I’m trying to parse a corpus from RetroNews. I can only export it as json files.
I can’t get it to work: the only message I get from Context Manager is ‘Debug Log: Error! Log file not found’. Can you help me to solve the problem? I tried to upload a corpus composed of a single json file as a test (here is the file : https://drive.google.com/file/d/10yZ0e2jzloj6qChFd2cND8MHglyERTke/view?usp=sharing).
Thank you for your help !
The problem comes from the fact that the documents from RetroNews are divided in pages in the json file.Where each page has its own variables (text, number of words, size…). And, the hierarchy of the pages is not he same than the original document.
Do you have more export options from RetroNews ?
Thank you for your reply ! I will ask the RetroNews team.
For now, this is the only automatic download format that I have access to.

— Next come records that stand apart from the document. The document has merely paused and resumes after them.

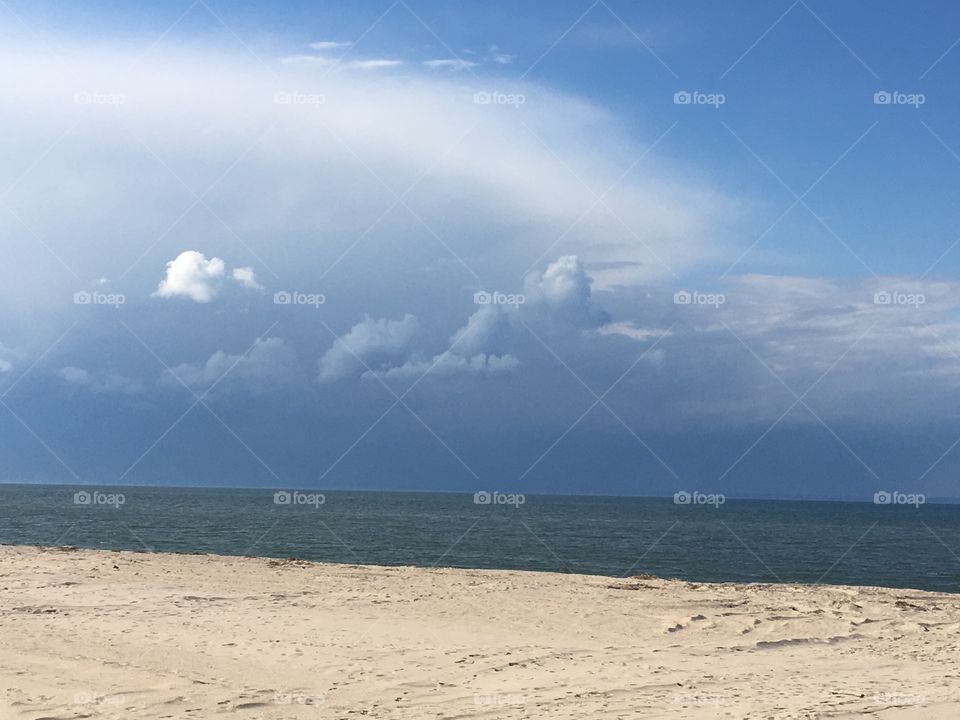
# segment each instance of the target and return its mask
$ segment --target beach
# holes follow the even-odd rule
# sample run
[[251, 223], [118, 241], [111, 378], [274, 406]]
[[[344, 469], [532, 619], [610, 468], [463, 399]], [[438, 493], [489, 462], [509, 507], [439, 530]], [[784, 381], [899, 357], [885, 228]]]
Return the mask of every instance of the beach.
[[0, 718], [952, 718], [960, 595], [0, 547]]

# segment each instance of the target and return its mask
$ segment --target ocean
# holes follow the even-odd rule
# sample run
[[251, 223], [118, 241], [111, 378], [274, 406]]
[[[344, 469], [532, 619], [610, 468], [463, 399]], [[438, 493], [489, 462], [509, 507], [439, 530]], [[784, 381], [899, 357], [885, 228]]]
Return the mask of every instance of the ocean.
[[0, 543], [960, 592], [960, 505], [277, 493], [0, 485]]

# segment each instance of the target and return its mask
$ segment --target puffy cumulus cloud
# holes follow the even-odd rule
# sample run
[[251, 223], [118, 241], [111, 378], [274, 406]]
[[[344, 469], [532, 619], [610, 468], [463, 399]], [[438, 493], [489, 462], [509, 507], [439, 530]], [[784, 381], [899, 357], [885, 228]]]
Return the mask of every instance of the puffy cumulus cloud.
[[[454, 352], [445, 352], [436, 355], [431, 360], [408, 360], [403, 365], [376, 371], [375, 374], [387, 380], [415, 380], [425, 374], [431, 376], [445, 375], [496, 375], [512, 372], [520, 365], [520, 361], [513, 355], [488, 355], [477, 353], [464, 357]], [[364, 373], [369, 377], [370, 373]]]
[[257, 282], [257, 275], [251, 267], [234, 268], [230, 276], [248, 290], [263, 290]]
[[516, 370], [520, 361], [496, 349], [508, 342], [511, 332], [508, 311], [499, 305], [485, 305], [474, 312], [449, 341], [449, 348], [426, 360], [413, 357], [402, 364], [364, 373], [387, 379], [408, 379], [424, 375], [499, 374]]
[[320, 382], [360, 377], [368, 369], [404, 354], [419, 328], [416, 316], [406, 314], [400, 320], [366, 317], [337, 338], [320, 358]]
[[168, 387], [262, 394], [289, 386], [298, 374], [293, 351], [278, 337], [258, 338], [245, 353], [213, 353], [203, 363], [182, 363], [164, 373]]
[[70, 385], [85, 387], [96, 393], [135, 395], [145, 390], [139, 380], [112, 371], [91, 373], [84, 368], [68, 365], [60, 368], [59, 375]]
[[592, 278], [576, 255], [565, 255], [550, 263], [542, 273], [524, 279], [525, 308], [583, 327], [596, 327], [609, 315], [591, 298]]
[[503, 344], [510, 331], [509, 313], [504, 305], [484, 305], [476, 310], [466, 324], [450, 338], [450, 348], [459, 355], [490, 352], [493, 346]]
[[220, 290], [226, 266], [214, 257], [186, 250], [167, 263], [167, 274], [160, 281], [157, 297], [188, 297], [194, 302], [208, 303]]
[[[607, 313], [591, 298], [591, 282], [577, 257], [561, 257], [544, 272], [527, 276], [525, 295], [496, 294], [504, 299], [513, 297], [515, 302], [491, 303], [475, 310], [453, 333], [443, 352], [431, 359], [413, 357], [394, 367], [375, 371], [375, 374], [385, 378], [408, 378], [427, 370], [431, 375], [514, 371], [520, 367], [514, 348], [529, 340], [531, 325], [554, 335], [571, 331], [579, 335], [585, 329], [606, 322]], [[494, 295], [490, 295], [492, 297]]]
[[[196, 250], [186, 250], [167, 263], [167, 272], [160, 281], [157, 297], [187, 297], [198, 303], [208, 303], [220, 292], [226, 275], [226, 264], [218, 257], [209, 260]], [[248, 290], [262, 290], [251, 267], [234, 268], [230, 279]]]

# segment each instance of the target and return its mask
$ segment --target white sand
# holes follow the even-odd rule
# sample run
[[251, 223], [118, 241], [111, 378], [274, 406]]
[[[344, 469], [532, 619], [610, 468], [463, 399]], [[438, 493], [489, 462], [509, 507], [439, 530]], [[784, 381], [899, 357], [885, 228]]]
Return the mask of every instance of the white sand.
[[0, 547], [0, 718], [960, 718], [960, 596]]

Could a python script make this data work with Cortext?
Thank you very much !
I do not know if you are familiar with transforming the data-structure, but there are many ways to achieve what you want to do.
- python is one of them
- You could produce a new json, by concatenating all the sub elements (mainly the text one) for all pages and moving them to the top hierarchy
- you could try to transform the json into a csv
there are probably some other options. But all of them required a little work from your side. Not so difficult, but which need skills on data transformation, coding…
I hope it helps